Rudy Rucker sends us, "My new novel, THE BIG AHA, with an accompanying volume of NOTES FOR THE BIG AHA. Browsable as a free webpage, and available as commercial ebook and paperback. With fourteen chapter illustrations. The plot? Biotech has replaced machines. Qrude young artist Zad Plant works with living paint. But Zad's career is on the skids. Enter qwet---or quantum wetware. Qwet makes you high---and it gives you telepathy.
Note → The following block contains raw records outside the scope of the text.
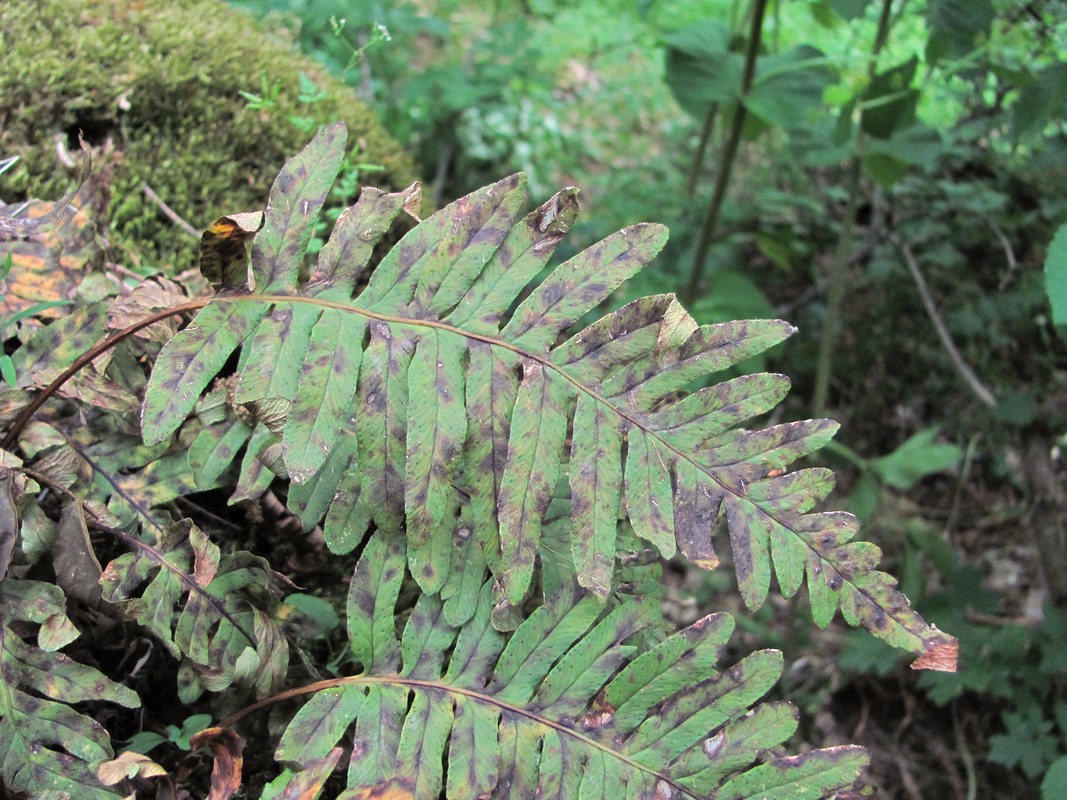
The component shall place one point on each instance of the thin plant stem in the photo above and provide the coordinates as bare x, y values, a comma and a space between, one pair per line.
842, 254
729, 154
698, 159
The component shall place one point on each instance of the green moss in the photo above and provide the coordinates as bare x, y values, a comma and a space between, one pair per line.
162, 79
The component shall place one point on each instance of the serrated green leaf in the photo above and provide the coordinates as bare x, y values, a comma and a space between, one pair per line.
215, 623
436, 429
535, 444
215, 449
647, 382
648, 492
370, 598
381, 424
580, 284
292, 207
45, 744
189, 362
810, 777
344, 257
328, 382
492, 388
494, 461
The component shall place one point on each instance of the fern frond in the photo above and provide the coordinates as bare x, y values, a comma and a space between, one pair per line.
46, 745
568, 706
222, 637
462, 379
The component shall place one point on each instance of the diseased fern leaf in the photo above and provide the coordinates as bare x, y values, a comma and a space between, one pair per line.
222, 637
568, 706
463, 380
46, 745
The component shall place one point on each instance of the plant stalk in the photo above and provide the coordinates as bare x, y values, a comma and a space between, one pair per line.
729, 153
839, 268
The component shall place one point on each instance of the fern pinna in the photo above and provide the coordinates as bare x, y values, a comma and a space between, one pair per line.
450, 378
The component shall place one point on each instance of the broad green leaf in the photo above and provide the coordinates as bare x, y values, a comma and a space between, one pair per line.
436, 429
1055, 275
702, 68
580, 284
889, 101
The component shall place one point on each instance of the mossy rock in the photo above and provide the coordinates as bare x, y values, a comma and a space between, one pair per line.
162, 81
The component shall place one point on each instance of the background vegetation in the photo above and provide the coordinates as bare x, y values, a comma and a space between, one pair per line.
891, 187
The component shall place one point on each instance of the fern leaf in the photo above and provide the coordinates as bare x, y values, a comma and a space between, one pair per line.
464, 379
193, 358
568, 706
45, 744
535, 451
296, 200
222, 637
595, 473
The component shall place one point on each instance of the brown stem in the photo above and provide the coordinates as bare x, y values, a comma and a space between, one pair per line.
86, 357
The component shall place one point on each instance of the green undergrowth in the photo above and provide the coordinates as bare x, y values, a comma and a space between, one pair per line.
162, 82
500, 479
A new psychedelic revolution kicks in. But hungry mouths begin popping out of the air and eating people. Zad and his partner Jane travel through a wormhole to confront the aliens. And they meet something stranger than ever imagined. What is the Big Aha? My wildest adventure yet."
1: Qwet Rat
“What do you think of this guy?” asked my old pal Carlo. It was a fall day in Louisville. I was slouched in my soft chair at the back of my nurb store. Carlo was holding something he called a qwet rat, pretty much shoving the thing into my face. Gray fur, yellow teeth, and a naked pink tail.
“He’s skungy,” I said, laughing a little. “Who’d ever buy that?”
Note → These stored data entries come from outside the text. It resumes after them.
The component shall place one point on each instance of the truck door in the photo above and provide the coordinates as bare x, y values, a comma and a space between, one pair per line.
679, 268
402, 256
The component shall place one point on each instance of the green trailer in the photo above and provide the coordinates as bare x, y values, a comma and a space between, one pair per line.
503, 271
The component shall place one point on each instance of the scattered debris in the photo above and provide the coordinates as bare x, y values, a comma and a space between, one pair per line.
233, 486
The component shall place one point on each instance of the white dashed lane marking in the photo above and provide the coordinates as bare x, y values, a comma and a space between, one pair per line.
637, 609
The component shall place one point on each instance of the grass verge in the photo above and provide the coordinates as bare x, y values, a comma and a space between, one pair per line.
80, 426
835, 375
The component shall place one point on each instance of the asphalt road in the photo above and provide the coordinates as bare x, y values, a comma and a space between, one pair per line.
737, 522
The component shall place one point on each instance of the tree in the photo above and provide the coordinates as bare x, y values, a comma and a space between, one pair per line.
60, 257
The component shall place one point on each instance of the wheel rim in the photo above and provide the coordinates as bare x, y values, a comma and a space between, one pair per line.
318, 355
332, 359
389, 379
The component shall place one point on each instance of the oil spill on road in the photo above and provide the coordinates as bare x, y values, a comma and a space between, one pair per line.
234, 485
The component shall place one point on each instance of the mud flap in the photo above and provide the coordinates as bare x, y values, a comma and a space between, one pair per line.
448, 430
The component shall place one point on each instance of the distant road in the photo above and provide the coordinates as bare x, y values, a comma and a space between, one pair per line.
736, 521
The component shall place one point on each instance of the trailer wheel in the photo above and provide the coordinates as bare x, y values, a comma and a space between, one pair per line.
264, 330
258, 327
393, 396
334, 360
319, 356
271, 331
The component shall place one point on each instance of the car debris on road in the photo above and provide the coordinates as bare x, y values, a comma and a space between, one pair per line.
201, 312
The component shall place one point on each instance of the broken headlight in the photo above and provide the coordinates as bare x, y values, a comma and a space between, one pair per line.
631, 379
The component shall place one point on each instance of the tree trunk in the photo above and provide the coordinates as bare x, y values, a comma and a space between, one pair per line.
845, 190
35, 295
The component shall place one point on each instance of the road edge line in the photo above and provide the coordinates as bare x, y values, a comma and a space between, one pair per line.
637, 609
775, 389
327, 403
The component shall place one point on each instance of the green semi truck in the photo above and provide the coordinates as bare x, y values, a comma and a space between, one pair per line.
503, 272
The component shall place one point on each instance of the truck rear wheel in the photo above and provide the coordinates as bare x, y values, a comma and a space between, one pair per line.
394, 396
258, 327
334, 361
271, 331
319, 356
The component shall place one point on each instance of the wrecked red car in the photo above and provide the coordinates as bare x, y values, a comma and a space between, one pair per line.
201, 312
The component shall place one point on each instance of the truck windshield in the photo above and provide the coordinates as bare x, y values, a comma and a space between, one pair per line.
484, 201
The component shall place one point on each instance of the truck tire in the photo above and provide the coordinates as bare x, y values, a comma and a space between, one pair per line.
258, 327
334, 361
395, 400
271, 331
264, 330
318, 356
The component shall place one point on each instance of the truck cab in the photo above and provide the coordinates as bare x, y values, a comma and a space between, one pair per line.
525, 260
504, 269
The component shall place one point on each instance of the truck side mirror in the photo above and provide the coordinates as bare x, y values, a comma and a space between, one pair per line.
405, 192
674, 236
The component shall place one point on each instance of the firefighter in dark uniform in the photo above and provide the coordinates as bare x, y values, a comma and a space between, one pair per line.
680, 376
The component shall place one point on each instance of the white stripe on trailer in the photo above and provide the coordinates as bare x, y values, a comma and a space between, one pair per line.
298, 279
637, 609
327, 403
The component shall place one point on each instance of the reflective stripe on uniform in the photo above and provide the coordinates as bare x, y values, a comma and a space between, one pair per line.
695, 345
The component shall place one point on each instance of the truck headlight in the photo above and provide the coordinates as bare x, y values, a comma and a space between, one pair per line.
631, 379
“Skungy!” echoed Carlo, flashing his version of a sales-conference grin. “The perfect name.” He raised the rat high into the air, as if displaying a precious vase. The rat’s eyes twinkled like black beads. His pink-lined ears made small movements, picking up our voices and the all-but-imperceptible buzz of the gnat cameras that had followed Carlo in.
“This rat’s really your prototype?” I asked.
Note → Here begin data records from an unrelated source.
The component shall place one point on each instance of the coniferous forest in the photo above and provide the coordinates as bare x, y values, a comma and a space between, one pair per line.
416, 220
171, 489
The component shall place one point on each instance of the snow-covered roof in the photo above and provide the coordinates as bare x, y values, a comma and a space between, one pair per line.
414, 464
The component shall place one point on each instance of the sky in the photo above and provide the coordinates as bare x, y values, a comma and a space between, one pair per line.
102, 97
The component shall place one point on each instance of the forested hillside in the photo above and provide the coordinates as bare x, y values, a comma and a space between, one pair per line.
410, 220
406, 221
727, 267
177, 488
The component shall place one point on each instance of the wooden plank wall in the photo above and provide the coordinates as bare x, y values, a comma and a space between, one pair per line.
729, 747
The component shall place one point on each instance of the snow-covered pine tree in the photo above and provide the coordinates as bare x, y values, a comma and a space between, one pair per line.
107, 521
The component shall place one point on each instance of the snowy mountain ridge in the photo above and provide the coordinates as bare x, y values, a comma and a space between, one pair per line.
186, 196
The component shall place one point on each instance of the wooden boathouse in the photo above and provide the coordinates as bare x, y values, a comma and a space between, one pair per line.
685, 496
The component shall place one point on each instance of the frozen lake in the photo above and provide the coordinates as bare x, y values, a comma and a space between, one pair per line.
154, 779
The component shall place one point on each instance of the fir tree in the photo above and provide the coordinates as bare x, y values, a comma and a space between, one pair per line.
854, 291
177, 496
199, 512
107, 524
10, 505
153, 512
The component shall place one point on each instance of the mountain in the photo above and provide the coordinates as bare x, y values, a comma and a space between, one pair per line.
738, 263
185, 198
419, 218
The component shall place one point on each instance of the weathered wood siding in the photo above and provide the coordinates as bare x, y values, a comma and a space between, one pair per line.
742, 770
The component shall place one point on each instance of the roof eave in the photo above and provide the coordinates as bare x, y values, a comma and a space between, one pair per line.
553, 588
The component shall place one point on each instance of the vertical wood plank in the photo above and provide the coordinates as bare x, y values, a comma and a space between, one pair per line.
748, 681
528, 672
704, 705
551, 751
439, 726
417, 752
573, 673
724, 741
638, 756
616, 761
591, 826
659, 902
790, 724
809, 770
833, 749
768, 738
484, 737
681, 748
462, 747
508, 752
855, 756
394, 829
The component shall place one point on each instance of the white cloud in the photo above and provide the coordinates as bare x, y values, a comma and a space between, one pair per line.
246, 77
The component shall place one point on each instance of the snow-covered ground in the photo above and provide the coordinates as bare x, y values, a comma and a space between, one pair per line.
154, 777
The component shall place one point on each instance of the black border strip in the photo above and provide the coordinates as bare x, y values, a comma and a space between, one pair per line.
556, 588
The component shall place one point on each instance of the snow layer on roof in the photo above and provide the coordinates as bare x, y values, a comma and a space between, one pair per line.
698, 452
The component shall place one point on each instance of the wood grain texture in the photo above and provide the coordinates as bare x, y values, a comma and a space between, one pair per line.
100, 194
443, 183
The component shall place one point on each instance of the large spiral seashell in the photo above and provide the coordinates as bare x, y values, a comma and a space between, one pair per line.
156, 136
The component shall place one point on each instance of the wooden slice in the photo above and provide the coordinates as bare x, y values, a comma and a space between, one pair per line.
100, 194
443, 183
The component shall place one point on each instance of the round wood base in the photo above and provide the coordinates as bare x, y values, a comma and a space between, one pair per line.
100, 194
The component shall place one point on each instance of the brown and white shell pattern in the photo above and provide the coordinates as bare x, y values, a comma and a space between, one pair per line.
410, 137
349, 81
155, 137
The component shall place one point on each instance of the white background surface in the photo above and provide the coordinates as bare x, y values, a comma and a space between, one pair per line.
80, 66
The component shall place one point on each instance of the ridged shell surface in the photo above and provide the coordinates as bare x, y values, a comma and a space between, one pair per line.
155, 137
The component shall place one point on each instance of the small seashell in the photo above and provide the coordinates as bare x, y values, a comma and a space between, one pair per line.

Flaky Carlo had managed to get a job in business, working at a startup company run by one of our high-school friends, Gaven Graber. In his new persona as a marketeer, Carlo was wearing a jacket patterned in scrolls and cut from the latest termite-cloth. He’d been getting gene-cleaning treatments, and he had a youthful air.
“First thought, best thought,” said Carlo, lowering the rat back to the level of my face. “Especially from a qrude dude like you. Hell, we ought to use ‘Skungy’ as the name for our whole qwet product line.”
“What’s qwet supposed to mean anyway?”
“Quantum wetware. Nice buzz phrase, huh? It’s a new tech. This woman named Junko Shimano invented it. She works for Gaven now.”
“You guys are crazy,” I said, addressing the gnat cameras as well as Carlo. I figured Gaven Graber was watching us via the swarm.